Want to solve short-termism? Invest in Cities

by Bruce Katz · May 9, 2017


We are hearing a lot about short-termism this political season.

Hillary Clinton has called for an end to the “tyranny of short-termism” and the focus on quarterly earnings reporting in corporate America. Recently, Senators Bernie Sanders and Elizabeth Warren came out in favor of a bill to limit activist hedge funds, which they claim value short-term returns over long-run sustainable growth.

On the Republican side, former minority leader Eric Cantor cast a wider net, calling short-termism a problem not just for the private sector but for government and politics as well. “Where they have something in common,” he said, “is this lack of trust or faith in institutions.”

These Washington assessments of the forces driving short-termism tend, not surprisingly, to lead to federal proposals to curb the practices of short-term actors. I suggest another approach: provide more support for the places—cities and metropolitan areas—that are already thinking and acting for the long term.

Since their inception, cities have been built to invest in the future—in quality, enduring infrastructure to move people, goods, energy, and ideas; in the creation of authentic and vibrant places and destinations; and in the schooling and skilling of people to help them reach their full potential.

Cities do these things through a mix of investments by a broad range of public, private, and civic investors that cut across sectors as well as jurisdictional and disciplinary lines. Of course, cities are not exclusively governments, but rather broader networks of institutions and individuals—homeowners, universities, hospitals, philanthropies, private businesses, utilities—that are committed to, and fundamentally depend upon, the betterment of their place.

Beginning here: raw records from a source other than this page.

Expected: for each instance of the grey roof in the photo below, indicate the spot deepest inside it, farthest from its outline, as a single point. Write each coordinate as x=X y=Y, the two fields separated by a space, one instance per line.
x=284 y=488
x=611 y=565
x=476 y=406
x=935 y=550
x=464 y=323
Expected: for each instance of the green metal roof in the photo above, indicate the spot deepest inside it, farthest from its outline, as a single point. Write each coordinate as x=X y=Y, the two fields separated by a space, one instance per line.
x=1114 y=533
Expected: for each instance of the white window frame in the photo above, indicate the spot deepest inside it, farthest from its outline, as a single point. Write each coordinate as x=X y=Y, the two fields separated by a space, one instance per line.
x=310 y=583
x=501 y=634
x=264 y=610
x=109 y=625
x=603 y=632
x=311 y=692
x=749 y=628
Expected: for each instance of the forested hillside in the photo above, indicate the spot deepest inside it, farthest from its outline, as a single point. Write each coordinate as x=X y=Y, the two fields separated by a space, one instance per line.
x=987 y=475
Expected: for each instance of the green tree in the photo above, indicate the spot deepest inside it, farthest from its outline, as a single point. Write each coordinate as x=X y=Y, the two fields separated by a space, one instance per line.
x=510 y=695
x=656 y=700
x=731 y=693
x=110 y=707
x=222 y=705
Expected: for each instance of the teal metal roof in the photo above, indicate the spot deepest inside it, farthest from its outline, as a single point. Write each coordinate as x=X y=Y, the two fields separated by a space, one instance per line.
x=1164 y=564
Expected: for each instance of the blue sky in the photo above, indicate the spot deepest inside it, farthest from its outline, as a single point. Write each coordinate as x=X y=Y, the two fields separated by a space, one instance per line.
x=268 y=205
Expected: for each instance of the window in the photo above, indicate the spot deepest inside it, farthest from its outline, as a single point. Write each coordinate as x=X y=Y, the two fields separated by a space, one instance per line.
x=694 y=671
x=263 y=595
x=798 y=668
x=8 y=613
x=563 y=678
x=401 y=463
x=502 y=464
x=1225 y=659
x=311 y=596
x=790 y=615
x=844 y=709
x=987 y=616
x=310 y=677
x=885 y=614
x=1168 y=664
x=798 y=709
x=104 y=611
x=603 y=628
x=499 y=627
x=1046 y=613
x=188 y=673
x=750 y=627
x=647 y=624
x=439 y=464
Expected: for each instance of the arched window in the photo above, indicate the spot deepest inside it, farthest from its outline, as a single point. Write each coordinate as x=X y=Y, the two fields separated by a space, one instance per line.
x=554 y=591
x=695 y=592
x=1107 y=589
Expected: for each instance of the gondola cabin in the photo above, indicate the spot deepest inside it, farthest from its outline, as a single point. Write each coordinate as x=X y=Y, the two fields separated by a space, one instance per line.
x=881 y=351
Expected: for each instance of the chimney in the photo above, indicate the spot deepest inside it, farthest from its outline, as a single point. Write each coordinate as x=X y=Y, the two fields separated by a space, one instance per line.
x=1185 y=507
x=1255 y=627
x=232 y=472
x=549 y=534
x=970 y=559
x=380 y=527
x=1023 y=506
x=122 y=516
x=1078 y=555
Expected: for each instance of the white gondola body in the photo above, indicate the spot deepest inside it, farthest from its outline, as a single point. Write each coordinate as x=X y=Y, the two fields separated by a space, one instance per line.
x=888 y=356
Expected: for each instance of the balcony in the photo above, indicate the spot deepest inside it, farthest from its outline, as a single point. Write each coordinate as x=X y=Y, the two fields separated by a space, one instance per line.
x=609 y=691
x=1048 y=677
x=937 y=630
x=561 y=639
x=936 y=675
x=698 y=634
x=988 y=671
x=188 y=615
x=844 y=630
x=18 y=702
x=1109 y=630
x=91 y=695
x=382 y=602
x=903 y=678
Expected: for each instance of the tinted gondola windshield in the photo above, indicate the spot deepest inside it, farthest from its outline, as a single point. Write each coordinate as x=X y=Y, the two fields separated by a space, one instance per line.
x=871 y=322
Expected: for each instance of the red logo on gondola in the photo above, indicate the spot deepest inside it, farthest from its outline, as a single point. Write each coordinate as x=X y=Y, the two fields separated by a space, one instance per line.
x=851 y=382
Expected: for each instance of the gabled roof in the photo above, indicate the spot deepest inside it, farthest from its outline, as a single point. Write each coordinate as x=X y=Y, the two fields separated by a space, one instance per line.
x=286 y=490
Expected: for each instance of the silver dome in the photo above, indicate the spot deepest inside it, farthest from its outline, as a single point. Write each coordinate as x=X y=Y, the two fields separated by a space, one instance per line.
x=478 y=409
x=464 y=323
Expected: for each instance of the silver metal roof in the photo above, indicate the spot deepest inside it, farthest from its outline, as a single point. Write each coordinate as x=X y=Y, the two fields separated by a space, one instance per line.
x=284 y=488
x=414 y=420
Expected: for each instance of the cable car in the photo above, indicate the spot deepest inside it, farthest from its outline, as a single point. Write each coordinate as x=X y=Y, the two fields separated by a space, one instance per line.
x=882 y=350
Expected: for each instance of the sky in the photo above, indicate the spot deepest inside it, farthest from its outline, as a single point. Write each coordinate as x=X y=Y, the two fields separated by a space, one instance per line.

Unlike the short-termers, these urban stakeholders are patient investors, committed to long-term value appreciation and broad prosperity rather than the quick buck. They are both stewards of the past and foundation-setters for the future. Rather than viewing the city as a collection of separate and unrelated investments, they see it as a unified asset and recognize the synergistic effect of disparate investments—housing, infrastructure, education—that strengthen and reinforce each other’s value.

Examples of long-term investment—public, private, and civic—abound in our cities. Voters in Los Angeles, Denver, and Seattle have approved dedicated taxes to invest in state-of-the-art transit systems; voters in Broward County, Fla., King County, Wash., and San Antonio, Texas have done the same to invest in children. Major anchor institutions like Carnegie Mellon University in Pittsburgh, Drexel University in Philadelphia, and Texas Medical Center in Houston have embarked on significant expansion plans that are catalyzing the regeneration of adjoining neighborhoods and the growth of entrepreneurial companies, affordable housing, and locally serving businesses. The rebirth of entire sections of Detroit is being led by an eclectic consortium of philanthropies like the Kresge Foundation and corporations like Quicken Loans.

If the next president is serious about mitigating the broader issues around short-term thinking, he or she should commit to empowering the long-term institutions in our cities. This can be accomplished any number of ways: by increasing federal investments in basic science and applied research (the fuel for long-term growth); by locating satellites of isolated national energy and military labs near urban universities; by using new credit enhancement tools around transit systems, water infrastructure, and urban rail stations to attract large-scale private investment; by increasing flexibility in federal grants to local communities to let leaders on the ground decide the uses with the highest impact; and by standardizing and disseminating data—on new instruments like social impact bonds or regional venture funds—that gives city networks the market intelligence to make smart decisions.

The next president, in short, needs to recognize that cities and metropolitan areas require long-term financing in many forms and from a variety of sources, often pooled and combined in intricate mixes, to shape their economies, make quality places, and equip their workers with the skills they need to compete.

Classical philosophers coined the term ars longa, vita brevis—art is long, life is short. Perhaps it is time to modernize this maxim for our urban age: life is still short, but cities are made to last.